Расстояние, отделявшее дом Гринсонов от дома Мэрилин, не превышало полутора миль. По дороге психиатра начали одолевать дурные предчувствия. Звонила Юнис Мерей и сказала, что в полночь в комнате Мэрилин заметила свет. Потом, проснувшись после трех, она увидела, что свет еще горит. Ей это показалось странным. Боясь прогневать Мэрилин, если неосторожно разбудит ее, Юнис решила позвонить доктору Гринсону.
«Я попросил ее постучать в дверь, — писал доктор Гринсон своему другу. — Она так и сделала, но ответа не было. Тогда зашла с фасада дома и заглянула в окно — Мэрилин неподвижно лежала на кровати. Я сказал, что немедленно выезжаю, а ее попросил позвонить доктору Энгельбергу».
До дома Мэрилин Гринсон доехал за пять минут. Он убедился, что дверь спальни заперта. Доктор вышел из дома и заглянул в окно. Многие задаются вопросом, можно ли было что-нибудь увидеть, если на окнах висели тяжелые светонепроницаемые шторы, привезенные Мэрилин со старой квартиры.
Но доктор Гринсон и миссис Меррей говорят, что забранное решеткой окно спальни в ту душную ночь было приоткрыто. Сопоставив фотографию тех лет с нынешним видом окна, убеждаешься, что можно было просунуть руку и, раздвинув шторы, увидеть кровать Мэрилин. Но решетки мешали попасть в комнату. Гринсон сказал, что взял кочергу и разбил незарешеченное окно на боковой стороне дома — оно позже появится на газетных фотографиях, — и, протянув руку, повернул шпингалет. После чего вскарабкаться на низкий подоконник не представляло никакой трудности.
«Даже на расстоянии, — писал доктор Гринсон, — я увидел, что Мэрилин… Она лежала, уткнувшись лицом в подушку, плечи были неприкрыты. В правой руке у нее был крепко зажат телефон. Полагаю, она пыталась куда-то дозвониться, пока не впала в забытье».
На фотографиях, сделанных полицейскими несколько часов спустя, Мэрилин, вытянувшись, лежит прикрытая скомканным постельным бельем. Голова покоится на подушке левой щекой вниз, глаза закрыты, лицо безмятежно, как в глубоком сне.

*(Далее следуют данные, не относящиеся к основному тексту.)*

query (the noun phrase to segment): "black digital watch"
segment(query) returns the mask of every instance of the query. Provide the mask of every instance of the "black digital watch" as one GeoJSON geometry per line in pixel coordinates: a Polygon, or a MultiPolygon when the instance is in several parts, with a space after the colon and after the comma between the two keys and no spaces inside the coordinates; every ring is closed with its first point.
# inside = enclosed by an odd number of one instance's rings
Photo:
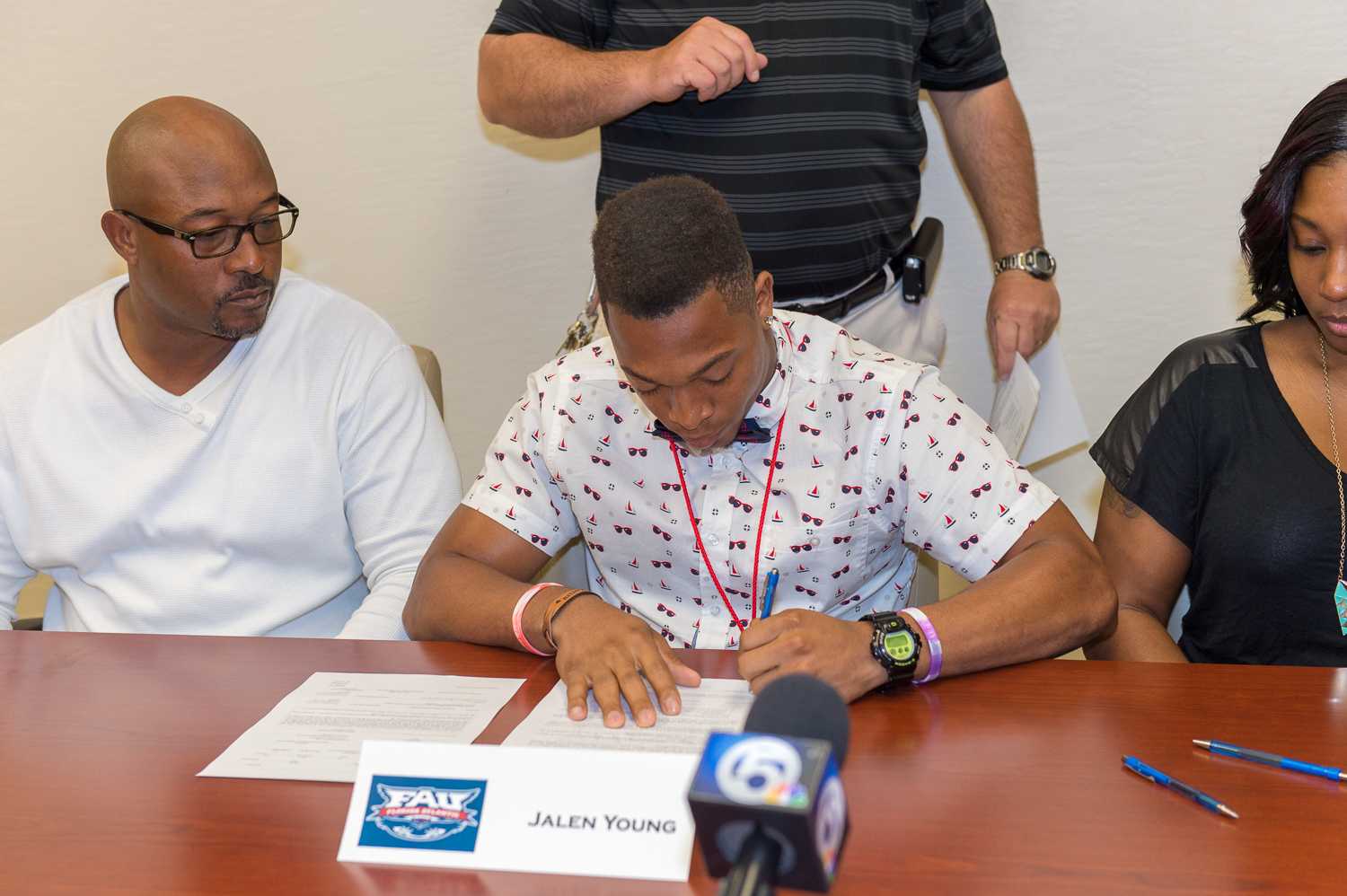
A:
{"type": "Polygon", "coordinates": [[[880,690],[911,682],[921,659],[921,636],[898,613],[872,613],[861,620],[874,627],[870,655],[889,674],[889,680],[880,690]]]}

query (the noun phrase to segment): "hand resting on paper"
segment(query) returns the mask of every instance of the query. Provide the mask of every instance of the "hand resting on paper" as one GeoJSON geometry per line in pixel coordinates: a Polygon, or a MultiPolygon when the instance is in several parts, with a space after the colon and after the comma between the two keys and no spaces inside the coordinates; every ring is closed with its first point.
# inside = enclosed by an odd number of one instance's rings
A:
{"type": "Polygon", "coordinates": [[[659,632],[593,594],[575,598],[558,613],[552,637],[556,674],[566,682],[567,714],[577,721],[589,714],[593,690],[606,726],[625,724],[625,698],[636,724],[649,728],[657,714],[645,682],[655,689],[665,715],[676,715],[683,707],[679,684],[702,683],[702,676],[674,655],[659,632]]]}

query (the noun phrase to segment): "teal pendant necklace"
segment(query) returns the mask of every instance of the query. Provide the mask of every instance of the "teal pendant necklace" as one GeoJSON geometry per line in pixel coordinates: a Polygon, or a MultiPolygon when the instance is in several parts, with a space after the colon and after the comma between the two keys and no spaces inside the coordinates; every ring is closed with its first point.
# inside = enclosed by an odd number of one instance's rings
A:
{"type": "Polygon", "coordinates": [[[1338,457],[1338,427],[1334,424],[1334,392],[1328,387],[1328,346],[1319,334],[1319,360],[1324,364],[1324,402],[1328,404],[1328,438],[1334,446],[1334,482],[1338,484],[1338,587],[1334,606],[1338,608],[1338,628],[1347,637],[1347,582],[1343,581],[1343,561],[1347,559],[1347,501],[1343,500],[1343,465],[1338,457]]]}

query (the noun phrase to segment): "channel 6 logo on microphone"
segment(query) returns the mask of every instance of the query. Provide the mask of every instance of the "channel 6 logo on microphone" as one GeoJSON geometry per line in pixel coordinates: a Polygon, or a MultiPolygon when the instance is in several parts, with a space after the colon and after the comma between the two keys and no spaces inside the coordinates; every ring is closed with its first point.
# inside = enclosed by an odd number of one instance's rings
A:
{"type": "Polygon", "coordinates": [[[793,744],[766,734],[713,734],[698,768],[696,788],[719,791],[742,806],[807,808],[804,760],[793,744]]]}

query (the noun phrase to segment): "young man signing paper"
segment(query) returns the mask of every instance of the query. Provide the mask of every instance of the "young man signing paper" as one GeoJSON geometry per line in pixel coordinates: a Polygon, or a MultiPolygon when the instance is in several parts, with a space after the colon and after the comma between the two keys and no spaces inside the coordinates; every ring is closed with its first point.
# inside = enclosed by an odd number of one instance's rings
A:
{"type": "Polygon", "coordinates": [[[625,698],[647,726],[647,680],[667,714],[698,683],[675,647],[738,648],[754,691],[808,672],[855,699],[1113,624],[1056,496],[935,368],[773,313],[715,190],[648,181],[605,205],[593,245],[612,335],[529,377],[422,563],[412,637],[555,652],[571,718],[593,690],[606,725],[625,698]],[[531,586],[575,535],[589,590],[531,586]],[[977,583],[908,608],[916,550],[977,583]]]}

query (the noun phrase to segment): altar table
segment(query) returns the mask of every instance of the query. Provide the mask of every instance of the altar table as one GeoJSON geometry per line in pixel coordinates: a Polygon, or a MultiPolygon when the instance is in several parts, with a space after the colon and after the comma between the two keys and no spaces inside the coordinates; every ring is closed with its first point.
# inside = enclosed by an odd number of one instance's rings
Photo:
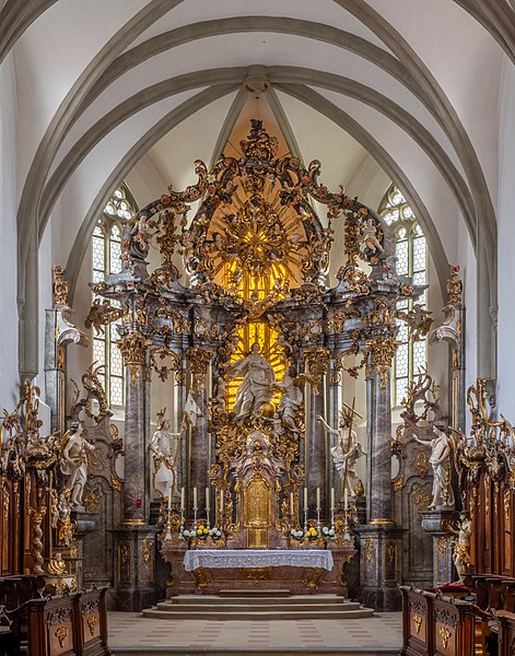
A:
{"type": "Polygon", "coordinates": [[[321,549],[191,549],[184,569],[316,567],[332,570],[332,553],[321,549]]]}

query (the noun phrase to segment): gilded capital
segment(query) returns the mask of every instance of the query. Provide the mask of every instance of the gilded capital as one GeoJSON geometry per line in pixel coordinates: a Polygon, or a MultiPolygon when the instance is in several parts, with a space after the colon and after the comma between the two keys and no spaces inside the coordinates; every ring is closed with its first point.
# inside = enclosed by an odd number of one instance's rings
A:
{"type": "Polygon", "coordinates": [[[377,368],[377,373],[379,374],[379,385],[384,389],[398,342],[394,337],[378,337],[366,340],[365,345],[371,354],[372,364],[377,368]]]}
{"type": "Polygon", "coordinates": [[[117,343],[121,351],[124,363],[129,367],[130,384],[134,387],[138,382],[140,368],[147,364],[147,350],[152,344],[152,340],[136,332],[129,332],[127,337],[119,339],[117,343]]]}

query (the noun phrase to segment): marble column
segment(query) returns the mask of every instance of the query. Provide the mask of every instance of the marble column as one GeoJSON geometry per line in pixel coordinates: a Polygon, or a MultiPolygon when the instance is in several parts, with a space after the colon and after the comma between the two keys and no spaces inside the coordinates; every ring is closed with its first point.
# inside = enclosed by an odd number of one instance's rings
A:
{"type": "Polygon", "coordinates": [[[87,337],[70,321],[68,306],[45,311],[45,401],[50,408],[51,431],[66,430],[65,425],[65,356],[69,344],[87,347],[87,337]]]}
{"type": "Polygon", "coordinates": [[[125,476],[122,524],[138,526],[148,524],[150,503],[148,494],[148,382],[147,349],[149,340],[129,336],[119,341],[126,363],[126,415],[125,415],[125,476]]]}
{"type": "MultiPolygon", "coordinates": [[[[188,349],[188,370],[190,372],[190,393],[197,403],[199,415],[196,424],[189,427],[189,503],[192,508],[192,490],[197,488],[198,517],[206,517],[206,488],[209,484],[209,443],[208,443],[208,382],[207,374],[212,351],[200,347],[188,349]]],[[[190,518],[192,509],[190,509],[190,518]]]]}
{"type": "Polygon", "coordinates": [[[391,519],[391,401],[389,372],[381,379],[375,367],[367,380],[368,524],[391,519]]]}

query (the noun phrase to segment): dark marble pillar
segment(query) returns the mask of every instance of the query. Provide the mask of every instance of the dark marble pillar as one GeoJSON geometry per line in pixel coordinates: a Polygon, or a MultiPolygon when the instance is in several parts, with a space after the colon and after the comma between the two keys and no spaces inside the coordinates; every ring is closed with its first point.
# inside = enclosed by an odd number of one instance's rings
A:
{"type": "Polygon", "coordinates": [[[87,337],[70,321],[68,306],[45,311],[45,401],[51,412],[51,431],[65,432],[65,356],[69,344],[86,347],[87,337]]]}
{"type": "MultiPolygon", "coordinates": [[[[157,528],[131,526],[115,530],[115,587],[109,608],[140,611],[164,598],[155,582],[157,528]]],[[[164,587],[164,586],[163,586],[164,587]]]]}
{"type": "Polygon", "coordinates": [[[206,488],[209,483],[208,382],[212,351],[200,347],[188,349],[190,394],[198,407],[196,424],[189,427],[189,494],[187,516],[192,517],[194,488],[197,488],[198,517],[206,517],[206,488]]]}
{"type": "Polygon", "coordinates": [[[389,372],[367,380],[368,524],[394,524],[391,515],[391,401],[389,372]]]}
{"type": "Polygon", "coordinates": [[[129,336],[119,341],[126,363],[125,477],[122,524],[138,526],[149,523],[148,457],[148,382],[147,348],[149,340],[129,336]]]}

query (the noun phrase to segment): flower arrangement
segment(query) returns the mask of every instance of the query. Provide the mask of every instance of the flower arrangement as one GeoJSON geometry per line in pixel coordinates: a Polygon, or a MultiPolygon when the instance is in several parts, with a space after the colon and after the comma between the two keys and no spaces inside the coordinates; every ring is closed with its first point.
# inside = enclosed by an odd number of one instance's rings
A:
{"type": "Polygon", "coordinates": [[[220,540],[223,536],[223,532],[220,528],[207,528],[206,526],[197,527],[197,530],[185,528],[180,534],[180,537],[185,540],[192,540],[197,538],[197,540],[206,540],[211,538],[212,540],[220,540]]]}

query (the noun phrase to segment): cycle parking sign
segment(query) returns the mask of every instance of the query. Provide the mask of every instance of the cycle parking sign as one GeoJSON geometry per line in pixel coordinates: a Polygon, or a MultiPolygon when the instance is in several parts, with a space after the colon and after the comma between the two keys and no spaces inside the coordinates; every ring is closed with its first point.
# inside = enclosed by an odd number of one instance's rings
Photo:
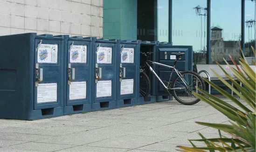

Доктор Гринсон открыл дверь и сказал Юнис Меррей: «Мы потеряли ее». Минут через пятнадцать приехал доктор Энгельберг.
Не прошло и часа после того, как Юнис Меррей подняла тревогу, а уже на дежурном пульте Центрального отделения полиции Лос-Анджелеса раздался звонок доктора Энгельберга. Его соединили с Западным отделением Лос-Анджелеса, к которому относился район, где жила Мэрилин. Ответил командир караула сержант Джек Клеммонс. Когда доктор сказал: «Я звоню из дома Мэрилин Монро. Она умерла», — Клеммонс сначала не поверил и подумал, что кто-то «шутит». На место происшествия он поехал сам.
В доме горел свет. Юнис Меррей проводила сержанта в комнату Мэрилин, где рядом с телом сидели оба врача.
Говорил, в основном, доктор Гринсон. Он указал на один из пузырьков, которыми был заставлен прикроватный столик: флакон говорил сам за себя — он был пуст и закрыт пробкой. Надпись на ярлыке гласила: «Нембутал». Предсмертной записки Мэрилин не оставила. Телефон был на обычном месте, поставленный рукой доктора Гринсона.
Все, казалось, в порядке. Миссис Меррей заканчивала прибираться на кухне, она даже постирала белье. Все же что-то беспокоило Клеммонса. «Хотя это ни о чем не свидетельствует, — говорит он, — но я уходил с тревожным чувством, словно было что-то такое, чего я не понимал».
1. Игра слов «Sybil» и «sibling», где второе в переводе с англ. значит родной брат или сестра.